Sonar was a few feet shy of the tree when a blue light twinkled like a speck of glitter against the pale grey of the trunk. Too late, Sonar reached the towering beech, paws rising as she rose onto her hind legs, sniffing the bark. The blue speck darted forward, and Sonar let out a yelp of surprise.
Werewolves had keen senses, and even in human form, they could scent a chipmunk in the underbrush. But pixies had a gift. A gift for being unseen, unsensed. They were tiny, and unlike most creatures with natural glamour, they could partially mask their scent. Liam wasn’t searching specifically for a pixie, so he never had a chance.
Blake and Liam reached for their weapons. They hadn’t seen the speck. I opened my mouth to call out a warning, but before a sound left my lips, Liam stumbled, eyes widening as he found himself with a face full of blue pixie.
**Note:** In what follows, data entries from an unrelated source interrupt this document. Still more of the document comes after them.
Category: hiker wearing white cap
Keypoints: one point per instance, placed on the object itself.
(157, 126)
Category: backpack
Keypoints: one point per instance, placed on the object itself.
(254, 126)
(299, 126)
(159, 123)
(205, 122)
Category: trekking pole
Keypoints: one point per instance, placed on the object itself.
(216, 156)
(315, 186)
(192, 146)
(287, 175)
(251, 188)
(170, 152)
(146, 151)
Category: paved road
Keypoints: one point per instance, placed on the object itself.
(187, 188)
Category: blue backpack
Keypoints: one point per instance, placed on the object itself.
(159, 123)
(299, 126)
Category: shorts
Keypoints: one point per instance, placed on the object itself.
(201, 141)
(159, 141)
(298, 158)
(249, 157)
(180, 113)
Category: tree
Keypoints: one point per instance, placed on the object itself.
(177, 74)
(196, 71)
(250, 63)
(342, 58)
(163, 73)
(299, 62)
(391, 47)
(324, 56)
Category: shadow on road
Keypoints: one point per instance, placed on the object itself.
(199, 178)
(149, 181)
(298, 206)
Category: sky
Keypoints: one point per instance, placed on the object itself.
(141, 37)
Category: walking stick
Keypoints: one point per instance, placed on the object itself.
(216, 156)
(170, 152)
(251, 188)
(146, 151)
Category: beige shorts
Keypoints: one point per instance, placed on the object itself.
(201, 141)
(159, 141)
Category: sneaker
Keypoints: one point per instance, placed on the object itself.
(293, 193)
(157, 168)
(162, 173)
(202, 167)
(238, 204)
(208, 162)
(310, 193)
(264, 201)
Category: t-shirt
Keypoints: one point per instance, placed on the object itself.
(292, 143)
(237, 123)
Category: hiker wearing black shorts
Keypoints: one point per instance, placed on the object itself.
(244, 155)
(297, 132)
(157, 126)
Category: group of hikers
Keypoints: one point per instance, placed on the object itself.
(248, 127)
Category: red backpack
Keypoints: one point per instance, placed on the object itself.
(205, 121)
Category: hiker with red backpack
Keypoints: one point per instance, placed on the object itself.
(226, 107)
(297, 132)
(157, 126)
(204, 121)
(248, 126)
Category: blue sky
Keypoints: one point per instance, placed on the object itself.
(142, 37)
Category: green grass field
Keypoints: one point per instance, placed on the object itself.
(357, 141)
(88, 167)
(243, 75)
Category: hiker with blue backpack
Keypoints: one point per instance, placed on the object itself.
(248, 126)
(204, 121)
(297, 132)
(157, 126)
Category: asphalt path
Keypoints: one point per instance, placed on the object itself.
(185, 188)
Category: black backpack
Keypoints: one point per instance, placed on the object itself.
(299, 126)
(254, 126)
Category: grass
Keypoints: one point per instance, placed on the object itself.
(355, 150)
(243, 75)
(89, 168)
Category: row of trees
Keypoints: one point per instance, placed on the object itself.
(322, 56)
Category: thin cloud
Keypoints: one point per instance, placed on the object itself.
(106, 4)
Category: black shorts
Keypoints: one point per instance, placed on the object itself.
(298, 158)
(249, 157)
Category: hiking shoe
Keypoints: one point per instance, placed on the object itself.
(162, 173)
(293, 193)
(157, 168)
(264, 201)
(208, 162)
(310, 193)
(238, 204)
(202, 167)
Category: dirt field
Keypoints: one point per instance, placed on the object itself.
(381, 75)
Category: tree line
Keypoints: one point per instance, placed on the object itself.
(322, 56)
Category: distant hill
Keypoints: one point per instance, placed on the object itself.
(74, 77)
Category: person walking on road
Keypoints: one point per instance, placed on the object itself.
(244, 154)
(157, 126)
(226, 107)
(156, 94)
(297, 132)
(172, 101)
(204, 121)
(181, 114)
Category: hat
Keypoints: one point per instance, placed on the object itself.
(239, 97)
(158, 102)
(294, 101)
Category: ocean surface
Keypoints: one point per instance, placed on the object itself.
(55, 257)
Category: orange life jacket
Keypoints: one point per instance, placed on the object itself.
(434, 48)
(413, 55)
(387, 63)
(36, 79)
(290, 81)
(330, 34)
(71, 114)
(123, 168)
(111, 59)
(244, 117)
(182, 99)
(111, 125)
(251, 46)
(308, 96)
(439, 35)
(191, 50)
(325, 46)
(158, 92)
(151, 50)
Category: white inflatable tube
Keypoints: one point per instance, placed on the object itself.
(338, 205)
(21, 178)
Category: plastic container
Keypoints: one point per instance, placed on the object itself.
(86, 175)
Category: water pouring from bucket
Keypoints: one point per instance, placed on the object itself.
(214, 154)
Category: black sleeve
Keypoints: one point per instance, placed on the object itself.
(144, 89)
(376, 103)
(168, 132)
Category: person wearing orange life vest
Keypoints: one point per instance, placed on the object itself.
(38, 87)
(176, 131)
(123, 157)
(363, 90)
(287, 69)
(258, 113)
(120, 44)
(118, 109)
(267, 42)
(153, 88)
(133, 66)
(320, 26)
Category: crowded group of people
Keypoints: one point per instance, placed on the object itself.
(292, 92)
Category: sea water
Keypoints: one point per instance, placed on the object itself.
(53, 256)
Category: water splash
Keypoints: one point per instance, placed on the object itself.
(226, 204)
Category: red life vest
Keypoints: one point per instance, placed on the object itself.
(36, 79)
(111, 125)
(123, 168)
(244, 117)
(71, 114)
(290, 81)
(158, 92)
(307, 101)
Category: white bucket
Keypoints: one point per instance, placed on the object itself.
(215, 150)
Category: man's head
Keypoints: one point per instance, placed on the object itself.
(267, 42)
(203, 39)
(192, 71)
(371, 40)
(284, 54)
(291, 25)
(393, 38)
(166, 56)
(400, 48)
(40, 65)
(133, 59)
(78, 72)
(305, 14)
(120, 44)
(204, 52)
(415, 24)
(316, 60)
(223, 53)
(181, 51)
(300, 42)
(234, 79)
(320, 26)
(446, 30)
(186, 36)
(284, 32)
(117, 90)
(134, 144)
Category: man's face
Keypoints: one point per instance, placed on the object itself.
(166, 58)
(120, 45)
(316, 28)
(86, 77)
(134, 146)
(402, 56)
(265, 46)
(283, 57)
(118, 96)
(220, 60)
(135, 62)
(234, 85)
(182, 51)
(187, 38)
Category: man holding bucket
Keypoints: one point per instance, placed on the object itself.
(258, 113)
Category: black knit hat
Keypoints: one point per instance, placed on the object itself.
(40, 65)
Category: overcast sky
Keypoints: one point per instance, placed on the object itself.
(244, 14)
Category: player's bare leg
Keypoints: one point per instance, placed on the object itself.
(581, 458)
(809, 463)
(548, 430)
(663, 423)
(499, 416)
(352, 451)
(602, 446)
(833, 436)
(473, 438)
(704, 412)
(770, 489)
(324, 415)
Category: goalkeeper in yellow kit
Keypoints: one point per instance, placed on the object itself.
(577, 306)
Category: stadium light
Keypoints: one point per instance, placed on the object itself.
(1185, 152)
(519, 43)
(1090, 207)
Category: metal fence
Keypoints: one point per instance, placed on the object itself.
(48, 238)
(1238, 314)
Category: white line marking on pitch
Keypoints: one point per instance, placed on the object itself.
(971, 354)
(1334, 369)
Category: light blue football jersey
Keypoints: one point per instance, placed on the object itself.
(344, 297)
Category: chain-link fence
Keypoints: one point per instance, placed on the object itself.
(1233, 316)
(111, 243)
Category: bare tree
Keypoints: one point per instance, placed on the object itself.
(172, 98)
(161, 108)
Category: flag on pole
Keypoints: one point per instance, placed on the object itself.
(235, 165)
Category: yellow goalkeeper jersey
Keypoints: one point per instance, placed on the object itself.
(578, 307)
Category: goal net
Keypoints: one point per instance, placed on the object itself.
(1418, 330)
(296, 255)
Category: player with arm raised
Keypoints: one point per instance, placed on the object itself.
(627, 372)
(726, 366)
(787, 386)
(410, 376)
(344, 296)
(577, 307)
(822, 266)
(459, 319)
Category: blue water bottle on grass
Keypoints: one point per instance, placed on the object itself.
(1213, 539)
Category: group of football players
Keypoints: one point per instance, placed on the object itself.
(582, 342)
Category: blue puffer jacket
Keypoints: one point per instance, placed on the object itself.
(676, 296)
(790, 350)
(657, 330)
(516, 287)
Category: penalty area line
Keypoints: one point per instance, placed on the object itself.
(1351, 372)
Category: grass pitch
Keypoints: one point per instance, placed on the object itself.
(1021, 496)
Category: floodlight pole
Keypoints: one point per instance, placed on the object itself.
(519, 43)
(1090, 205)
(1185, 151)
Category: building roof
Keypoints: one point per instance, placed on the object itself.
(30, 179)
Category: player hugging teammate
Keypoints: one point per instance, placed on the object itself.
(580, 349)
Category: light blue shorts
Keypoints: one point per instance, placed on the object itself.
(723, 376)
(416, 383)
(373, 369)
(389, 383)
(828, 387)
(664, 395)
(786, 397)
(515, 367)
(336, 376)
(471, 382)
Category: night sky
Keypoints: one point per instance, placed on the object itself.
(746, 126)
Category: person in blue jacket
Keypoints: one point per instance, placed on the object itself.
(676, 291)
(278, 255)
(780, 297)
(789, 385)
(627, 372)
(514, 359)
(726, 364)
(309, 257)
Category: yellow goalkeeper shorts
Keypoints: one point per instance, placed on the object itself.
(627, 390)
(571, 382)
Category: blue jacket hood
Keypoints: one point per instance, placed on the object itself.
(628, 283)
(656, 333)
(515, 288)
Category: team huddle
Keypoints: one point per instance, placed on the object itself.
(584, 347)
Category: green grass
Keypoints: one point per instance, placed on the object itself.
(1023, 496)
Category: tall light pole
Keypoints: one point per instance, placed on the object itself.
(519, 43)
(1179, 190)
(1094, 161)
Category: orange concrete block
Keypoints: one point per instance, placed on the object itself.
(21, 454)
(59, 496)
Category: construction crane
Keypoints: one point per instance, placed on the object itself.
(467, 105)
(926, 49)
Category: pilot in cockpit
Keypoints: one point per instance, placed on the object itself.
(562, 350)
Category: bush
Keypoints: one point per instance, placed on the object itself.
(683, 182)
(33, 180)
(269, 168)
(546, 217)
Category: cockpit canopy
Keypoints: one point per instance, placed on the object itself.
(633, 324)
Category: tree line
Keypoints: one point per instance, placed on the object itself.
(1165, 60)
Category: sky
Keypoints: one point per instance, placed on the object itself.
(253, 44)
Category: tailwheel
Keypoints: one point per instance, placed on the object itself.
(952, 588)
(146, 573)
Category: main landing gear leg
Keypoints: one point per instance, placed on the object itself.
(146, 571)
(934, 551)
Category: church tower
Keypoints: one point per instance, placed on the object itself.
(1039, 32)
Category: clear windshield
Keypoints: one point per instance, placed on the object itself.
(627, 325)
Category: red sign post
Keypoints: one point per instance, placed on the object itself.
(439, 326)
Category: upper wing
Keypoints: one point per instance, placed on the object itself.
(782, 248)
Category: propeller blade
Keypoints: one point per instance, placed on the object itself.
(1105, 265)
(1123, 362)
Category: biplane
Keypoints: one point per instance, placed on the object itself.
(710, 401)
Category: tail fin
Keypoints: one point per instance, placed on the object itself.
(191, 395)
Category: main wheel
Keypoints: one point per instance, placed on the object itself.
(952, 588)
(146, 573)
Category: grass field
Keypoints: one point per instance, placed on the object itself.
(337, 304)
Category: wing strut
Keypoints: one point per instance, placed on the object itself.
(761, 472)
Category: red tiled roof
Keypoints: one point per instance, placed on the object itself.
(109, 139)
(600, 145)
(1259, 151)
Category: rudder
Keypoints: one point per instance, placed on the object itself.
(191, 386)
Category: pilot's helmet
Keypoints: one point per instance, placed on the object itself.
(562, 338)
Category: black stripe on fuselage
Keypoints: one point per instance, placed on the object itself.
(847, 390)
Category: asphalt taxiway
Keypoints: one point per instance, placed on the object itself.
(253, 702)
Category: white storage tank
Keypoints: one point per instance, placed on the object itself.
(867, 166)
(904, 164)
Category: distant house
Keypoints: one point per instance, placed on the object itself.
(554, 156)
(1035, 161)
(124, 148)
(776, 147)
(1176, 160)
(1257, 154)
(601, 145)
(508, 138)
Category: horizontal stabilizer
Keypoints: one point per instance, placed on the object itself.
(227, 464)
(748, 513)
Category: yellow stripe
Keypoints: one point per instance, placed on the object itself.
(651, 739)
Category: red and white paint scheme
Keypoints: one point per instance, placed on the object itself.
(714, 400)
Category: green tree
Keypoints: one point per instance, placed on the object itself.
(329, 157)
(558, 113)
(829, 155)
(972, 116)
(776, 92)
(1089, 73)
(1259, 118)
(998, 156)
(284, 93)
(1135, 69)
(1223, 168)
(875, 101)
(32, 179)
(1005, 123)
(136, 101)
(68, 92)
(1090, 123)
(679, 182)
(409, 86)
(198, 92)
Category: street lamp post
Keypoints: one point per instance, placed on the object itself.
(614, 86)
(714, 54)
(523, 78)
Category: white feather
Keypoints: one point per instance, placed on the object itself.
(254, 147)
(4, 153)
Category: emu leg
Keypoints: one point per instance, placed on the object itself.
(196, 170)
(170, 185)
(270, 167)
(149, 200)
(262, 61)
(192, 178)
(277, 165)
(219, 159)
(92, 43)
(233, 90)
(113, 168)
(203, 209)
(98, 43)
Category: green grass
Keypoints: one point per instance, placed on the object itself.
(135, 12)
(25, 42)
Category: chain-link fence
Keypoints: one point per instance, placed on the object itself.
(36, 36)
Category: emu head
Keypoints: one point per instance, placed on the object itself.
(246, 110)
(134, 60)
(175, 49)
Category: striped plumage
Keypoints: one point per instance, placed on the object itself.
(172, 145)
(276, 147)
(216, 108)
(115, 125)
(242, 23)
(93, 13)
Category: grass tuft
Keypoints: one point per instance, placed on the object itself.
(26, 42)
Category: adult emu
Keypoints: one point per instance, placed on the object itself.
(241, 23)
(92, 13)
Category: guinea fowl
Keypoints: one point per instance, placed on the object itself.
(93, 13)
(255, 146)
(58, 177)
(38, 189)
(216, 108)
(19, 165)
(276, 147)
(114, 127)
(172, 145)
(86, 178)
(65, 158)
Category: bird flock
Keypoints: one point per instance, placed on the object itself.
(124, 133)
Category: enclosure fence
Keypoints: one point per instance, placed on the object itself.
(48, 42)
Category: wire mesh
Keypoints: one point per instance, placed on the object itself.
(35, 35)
“What the—?” he sputtered.
“Why is there a dog on my tree?” the blue pixie demanded. Her cerulean eyes twinkled like shards of sapphire, glowing faintly with her temper.
“Peasblossom, you haven’t introduced us to your friend,” I said, stifling a smile.
“Violet, this is my witch, Shade,” Peasblossom said. “Shade, this is Violet.” She pointed at Liam and Blake. “And the other two bigjobs are Liam and Blake.”
Violet was six inches in height, the same size as Peasblossom. Her hair matched her eyes, and she wore a dress made of new leaves, so pale a green they were almost yellow. She gave Liam and Blake a once-over. She did not look impressed.